Evi Yandri menjelaskan, Huntara Mandiri Kapalo Koto tidak hanya berfungsi sebagai tempat tinggal sementara, tetapi juga dilengkapi dengan fasilitas penunjang kebutuhan dasar penghuni.
Setiap unit dilengkapi perlengkapan rumah tangga, seperti peralatan dapur dan tempat tidur, serta fasilitas sanitasi berupa Mandi, Cuci, Kakus (MCK) yang dibangun terpisah untuk menjaga kebersihan dan kesehatan lingkungan.
Kolaborasi lintas pemerintahan tersebut juga mendapat dukungan dari berbagai unsur pusat, termasuk keterlibatan Wakil Gubernur Sumatera Barat Vasco Ruseimy serta Staf Khusus Kepresidenan Raffi Ahmad, yang turut mendorong percepatan realisasi Huntara Mandiri di lokasi terdampak bencana.

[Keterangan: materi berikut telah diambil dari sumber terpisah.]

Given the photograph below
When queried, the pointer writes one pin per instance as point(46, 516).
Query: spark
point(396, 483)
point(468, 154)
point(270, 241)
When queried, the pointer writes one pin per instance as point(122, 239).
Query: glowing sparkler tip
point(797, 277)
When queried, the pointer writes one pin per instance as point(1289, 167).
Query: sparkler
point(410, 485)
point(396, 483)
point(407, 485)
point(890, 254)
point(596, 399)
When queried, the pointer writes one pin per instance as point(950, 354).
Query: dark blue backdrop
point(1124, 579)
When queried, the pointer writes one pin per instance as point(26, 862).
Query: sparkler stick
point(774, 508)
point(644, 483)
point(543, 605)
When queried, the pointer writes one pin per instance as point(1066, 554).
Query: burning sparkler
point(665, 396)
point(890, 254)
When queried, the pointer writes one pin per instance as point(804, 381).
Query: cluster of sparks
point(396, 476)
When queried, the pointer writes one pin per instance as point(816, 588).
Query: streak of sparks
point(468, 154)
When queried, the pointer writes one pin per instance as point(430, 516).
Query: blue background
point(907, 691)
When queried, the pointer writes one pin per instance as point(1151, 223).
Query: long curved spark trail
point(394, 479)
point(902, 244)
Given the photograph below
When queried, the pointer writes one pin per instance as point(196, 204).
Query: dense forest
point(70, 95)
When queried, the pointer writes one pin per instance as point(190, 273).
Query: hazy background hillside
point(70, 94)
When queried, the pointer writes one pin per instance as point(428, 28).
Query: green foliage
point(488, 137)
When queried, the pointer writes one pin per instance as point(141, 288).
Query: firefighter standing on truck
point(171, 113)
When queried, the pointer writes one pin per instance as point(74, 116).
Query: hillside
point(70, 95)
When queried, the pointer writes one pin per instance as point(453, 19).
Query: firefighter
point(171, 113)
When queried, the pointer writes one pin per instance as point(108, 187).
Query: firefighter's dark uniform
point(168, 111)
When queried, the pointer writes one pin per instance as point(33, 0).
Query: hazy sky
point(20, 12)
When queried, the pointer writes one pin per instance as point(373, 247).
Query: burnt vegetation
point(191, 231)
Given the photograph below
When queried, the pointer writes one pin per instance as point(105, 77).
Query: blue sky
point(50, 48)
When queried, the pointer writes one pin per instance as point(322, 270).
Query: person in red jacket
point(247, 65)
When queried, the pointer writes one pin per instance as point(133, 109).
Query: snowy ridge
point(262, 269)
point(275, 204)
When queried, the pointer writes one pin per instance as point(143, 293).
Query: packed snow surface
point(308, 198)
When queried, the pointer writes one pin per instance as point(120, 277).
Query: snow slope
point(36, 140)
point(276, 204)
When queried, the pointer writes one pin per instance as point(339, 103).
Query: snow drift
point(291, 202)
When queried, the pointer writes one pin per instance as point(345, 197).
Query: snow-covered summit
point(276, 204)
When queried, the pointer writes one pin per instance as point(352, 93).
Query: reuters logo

Sinergi ini menjadi contoh kuat bahwa penanganan pascabencana membutuhkan kerja bersama antara legislatif, eksekutif daerah, dan pemerintah pusat agar bantuan dapat dirasakan langsung oleh masyarakat.
Dengan mulai dihuninya Huntara Mandiri Kapalo Koto, diharapkan beban para korban banjir bandang dapat berkurang, sekaligus menjadi langkah awal pemulihan menuju kehidupan yang lebih aman dan berkelanjutan.